Das Landgericht Stuttgart stellt heraus, dass Schadenersatzansprüche nach § 823 BGB bestünde. Der Kläger habe einen Schaden in Form der Belastung mit einer ungewollten Verpflichtung erlitten. Dieser Schaden sei durch fahrlässiges Verhalten der Volkswagen AG entstanden. Bei den genannten Bestimmungen handele es sich um Schutzgesetze. „Schutzgesetz im Sinne des § 823 Abs. 2 BGB ist eine Rechtsnorm, die nach Zweck und Inhalt nicht nur die Allgemeinheit schützt, sondern zumindest auch dazu dienen soll, den Einzelnen gegen die Verletzung eines bestimmten Rechtsguts zu schützen. Das ist eine interessante weitere Entwicklung im Dieselabgasskandal und bringt gegebenenfalls neue Argumente für geschädigte Verbraucher“, sagt Dieselexperte Dr. Gerrit W. Hartung.

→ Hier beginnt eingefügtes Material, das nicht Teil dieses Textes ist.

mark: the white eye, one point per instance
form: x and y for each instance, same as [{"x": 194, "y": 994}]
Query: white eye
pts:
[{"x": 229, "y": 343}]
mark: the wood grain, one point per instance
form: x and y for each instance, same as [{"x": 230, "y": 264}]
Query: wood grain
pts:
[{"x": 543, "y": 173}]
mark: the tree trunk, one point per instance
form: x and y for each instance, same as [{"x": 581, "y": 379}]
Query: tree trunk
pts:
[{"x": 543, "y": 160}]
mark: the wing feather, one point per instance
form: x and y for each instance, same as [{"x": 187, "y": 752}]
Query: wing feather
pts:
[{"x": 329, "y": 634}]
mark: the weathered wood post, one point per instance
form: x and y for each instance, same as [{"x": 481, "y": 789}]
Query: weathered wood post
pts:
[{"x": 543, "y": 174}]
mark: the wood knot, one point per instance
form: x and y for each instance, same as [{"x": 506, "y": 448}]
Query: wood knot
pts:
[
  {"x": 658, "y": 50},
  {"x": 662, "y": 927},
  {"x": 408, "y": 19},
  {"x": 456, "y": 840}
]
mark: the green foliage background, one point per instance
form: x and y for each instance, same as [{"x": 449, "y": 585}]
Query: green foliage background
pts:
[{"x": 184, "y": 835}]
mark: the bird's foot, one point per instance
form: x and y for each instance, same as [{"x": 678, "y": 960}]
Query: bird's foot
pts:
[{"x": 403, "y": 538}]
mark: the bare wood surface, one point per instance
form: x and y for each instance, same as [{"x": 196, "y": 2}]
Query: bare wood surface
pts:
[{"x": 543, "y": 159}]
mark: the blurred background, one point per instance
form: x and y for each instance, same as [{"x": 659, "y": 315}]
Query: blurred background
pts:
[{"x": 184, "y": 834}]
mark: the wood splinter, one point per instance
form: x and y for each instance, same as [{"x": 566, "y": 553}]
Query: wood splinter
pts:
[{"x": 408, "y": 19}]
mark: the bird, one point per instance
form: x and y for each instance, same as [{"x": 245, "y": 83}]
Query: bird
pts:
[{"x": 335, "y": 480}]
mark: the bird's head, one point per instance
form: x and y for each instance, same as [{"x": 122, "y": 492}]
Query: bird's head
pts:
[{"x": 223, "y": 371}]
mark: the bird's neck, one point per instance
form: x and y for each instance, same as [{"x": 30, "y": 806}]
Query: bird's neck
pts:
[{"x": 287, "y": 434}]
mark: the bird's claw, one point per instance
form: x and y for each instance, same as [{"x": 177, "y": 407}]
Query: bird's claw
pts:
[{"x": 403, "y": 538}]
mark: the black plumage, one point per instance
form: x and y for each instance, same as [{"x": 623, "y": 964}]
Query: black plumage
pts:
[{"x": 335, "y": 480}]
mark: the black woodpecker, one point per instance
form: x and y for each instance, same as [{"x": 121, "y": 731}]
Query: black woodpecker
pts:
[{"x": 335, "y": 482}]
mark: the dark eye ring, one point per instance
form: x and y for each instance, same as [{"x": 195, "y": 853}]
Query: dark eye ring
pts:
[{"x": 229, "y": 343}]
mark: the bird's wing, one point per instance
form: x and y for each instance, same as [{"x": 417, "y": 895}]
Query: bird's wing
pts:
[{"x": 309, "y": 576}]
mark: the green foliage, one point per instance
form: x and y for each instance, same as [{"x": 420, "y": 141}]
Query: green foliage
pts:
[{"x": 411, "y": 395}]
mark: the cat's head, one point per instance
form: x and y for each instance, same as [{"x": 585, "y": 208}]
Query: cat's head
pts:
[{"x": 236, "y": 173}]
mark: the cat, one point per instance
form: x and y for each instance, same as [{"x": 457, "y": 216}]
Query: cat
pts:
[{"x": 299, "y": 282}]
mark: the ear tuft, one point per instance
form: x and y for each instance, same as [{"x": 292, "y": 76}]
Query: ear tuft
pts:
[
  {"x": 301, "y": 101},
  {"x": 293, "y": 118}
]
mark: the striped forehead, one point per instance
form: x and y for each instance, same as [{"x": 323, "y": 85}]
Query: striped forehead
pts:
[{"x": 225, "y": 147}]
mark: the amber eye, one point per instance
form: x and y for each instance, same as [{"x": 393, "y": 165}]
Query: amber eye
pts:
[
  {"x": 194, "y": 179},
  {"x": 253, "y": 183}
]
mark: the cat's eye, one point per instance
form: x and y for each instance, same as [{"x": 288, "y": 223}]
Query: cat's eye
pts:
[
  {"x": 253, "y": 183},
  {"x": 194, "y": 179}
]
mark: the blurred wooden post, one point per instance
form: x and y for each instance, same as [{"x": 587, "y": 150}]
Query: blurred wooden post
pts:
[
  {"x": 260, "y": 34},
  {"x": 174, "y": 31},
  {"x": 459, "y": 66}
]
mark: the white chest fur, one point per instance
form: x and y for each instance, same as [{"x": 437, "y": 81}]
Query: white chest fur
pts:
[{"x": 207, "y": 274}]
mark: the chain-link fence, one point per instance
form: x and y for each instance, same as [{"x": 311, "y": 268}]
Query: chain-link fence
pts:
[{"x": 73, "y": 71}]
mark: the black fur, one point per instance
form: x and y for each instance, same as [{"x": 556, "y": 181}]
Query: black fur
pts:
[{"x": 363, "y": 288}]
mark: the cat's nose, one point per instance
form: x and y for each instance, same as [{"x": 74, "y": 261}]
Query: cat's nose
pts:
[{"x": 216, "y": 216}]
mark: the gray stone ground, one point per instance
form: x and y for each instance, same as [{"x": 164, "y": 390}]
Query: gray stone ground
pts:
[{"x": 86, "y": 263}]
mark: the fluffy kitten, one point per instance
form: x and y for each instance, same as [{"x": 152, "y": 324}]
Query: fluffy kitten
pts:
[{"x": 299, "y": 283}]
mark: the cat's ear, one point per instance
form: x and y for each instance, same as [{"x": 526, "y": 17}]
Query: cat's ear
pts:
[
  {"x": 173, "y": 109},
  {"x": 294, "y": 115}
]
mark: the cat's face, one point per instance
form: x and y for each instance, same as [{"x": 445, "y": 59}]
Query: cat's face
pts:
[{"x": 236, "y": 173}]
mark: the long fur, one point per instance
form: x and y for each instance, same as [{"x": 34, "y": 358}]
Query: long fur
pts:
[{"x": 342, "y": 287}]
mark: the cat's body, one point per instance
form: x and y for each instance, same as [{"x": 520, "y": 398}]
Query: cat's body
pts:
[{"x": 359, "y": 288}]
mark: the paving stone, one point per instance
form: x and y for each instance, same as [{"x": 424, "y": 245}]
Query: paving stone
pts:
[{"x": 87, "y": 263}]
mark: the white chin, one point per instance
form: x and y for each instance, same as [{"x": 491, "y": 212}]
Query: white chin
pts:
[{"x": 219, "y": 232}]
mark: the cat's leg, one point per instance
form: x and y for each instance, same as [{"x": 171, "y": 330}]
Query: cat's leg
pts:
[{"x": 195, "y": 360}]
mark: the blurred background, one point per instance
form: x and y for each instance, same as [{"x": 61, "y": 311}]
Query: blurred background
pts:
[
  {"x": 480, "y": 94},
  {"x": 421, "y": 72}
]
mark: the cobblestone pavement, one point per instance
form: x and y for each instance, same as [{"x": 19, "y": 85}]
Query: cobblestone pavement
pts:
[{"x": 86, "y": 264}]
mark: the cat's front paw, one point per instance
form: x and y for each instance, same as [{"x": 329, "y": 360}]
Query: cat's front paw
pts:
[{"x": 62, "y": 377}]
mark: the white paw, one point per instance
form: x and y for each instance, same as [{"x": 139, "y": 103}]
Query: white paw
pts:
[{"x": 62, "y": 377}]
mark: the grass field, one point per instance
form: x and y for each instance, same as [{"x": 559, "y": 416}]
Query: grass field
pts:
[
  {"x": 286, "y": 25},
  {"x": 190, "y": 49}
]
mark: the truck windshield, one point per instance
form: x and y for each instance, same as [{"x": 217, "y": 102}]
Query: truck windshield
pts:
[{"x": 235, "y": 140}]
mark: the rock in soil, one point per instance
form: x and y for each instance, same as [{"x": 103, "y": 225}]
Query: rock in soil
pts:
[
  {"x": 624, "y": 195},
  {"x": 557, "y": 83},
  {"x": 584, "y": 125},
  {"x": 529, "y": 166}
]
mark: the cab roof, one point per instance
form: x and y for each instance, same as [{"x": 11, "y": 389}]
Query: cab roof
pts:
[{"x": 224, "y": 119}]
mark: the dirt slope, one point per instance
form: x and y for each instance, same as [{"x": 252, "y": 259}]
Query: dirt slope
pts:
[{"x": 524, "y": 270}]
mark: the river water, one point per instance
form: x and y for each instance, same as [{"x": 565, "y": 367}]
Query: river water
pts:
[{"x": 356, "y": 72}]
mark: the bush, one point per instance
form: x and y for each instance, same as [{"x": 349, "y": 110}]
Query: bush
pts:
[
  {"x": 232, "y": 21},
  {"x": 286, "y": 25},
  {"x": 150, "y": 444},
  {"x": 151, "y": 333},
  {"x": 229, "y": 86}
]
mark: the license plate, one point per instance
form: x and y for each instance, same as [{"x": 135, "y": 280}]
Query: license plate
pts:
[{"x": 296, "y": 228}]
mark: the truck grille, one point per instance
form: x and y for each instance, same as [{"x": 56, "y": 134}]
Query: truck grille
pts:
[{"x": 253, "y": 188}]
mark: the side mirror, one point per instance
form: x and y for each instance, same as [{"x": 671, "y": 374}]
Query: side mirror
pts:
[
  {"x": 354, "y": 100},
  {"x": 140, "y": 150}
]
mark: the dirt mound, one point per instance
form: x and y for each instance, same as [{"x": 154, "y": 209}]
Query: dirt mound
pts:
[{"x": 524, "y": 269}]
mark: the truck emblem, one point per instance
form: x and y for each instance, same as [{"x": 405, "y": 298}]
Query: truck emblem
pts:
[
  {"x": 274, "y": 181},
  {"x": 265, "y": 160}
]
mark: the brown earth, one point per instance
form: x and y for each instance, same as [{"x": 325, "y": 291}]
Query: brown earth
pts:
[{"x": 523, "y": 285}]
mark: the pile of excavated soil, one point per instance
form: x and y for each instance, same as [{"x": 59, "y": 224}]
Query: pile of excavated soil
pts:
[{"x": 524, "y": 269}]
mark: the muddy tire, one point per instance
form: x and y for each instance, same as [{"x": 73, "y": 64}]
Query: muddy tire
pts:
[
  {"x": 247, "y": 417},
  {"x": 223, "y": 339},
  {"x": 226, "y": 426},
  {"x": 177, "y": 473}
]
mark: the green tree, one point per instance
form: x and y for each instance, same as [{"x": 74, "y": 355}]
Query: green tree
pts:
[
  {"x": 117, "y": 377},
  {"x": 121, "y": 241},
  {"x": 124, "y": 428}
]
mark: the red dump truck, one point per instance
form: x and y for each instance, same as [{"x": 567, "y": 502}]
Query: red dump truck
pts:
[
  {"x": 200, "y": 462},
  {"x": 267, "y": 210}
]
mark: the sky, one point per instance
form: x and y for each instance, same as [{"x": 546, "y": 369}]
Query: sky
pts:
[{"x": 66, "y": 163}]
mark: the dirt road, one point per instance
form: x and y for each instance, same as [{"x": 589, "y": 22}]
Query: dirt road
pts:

Die Dr. Hartung Rechtsanwaltsgesellschaft hat eine spezielle Website zur neuen EA288-Thematik eingerichtet und listet dort alle Modelle von Audi, VW, Seat und Skoda auf, die sehr wahrscheinlich vom VW-EA288-Abgasskandal betroffen sind. Die Liste ist unter www.hartung-rechtsanwaelte.de/vw-dieselskandal-ea288 frei zugänglich. „Beim Dieselgate 2.0 sprechen wir von vielen Millionen Fahrzeugen. Motoren mit dem Kürzel EA 288 finden sich in zahlreichen Baureihen aller Marken des Volkswagen-Konzerns. Die Dieselmotoren sind nahezu in jedem Dieselfahrzeug als 1.4 TDI, 1.6 TDI oder 2.0 TDI seit dem Jahr 2015 flächendeckend verbaut worden. Der Schaden geht in die Milliarden und kann die Ausmaße, die wir vom ersten Skandalmotor EA189 kennen, noch weit in den Schatten stellen“, stellt Rechtsanwalt Dr. Gerrit W. Hartung heraus.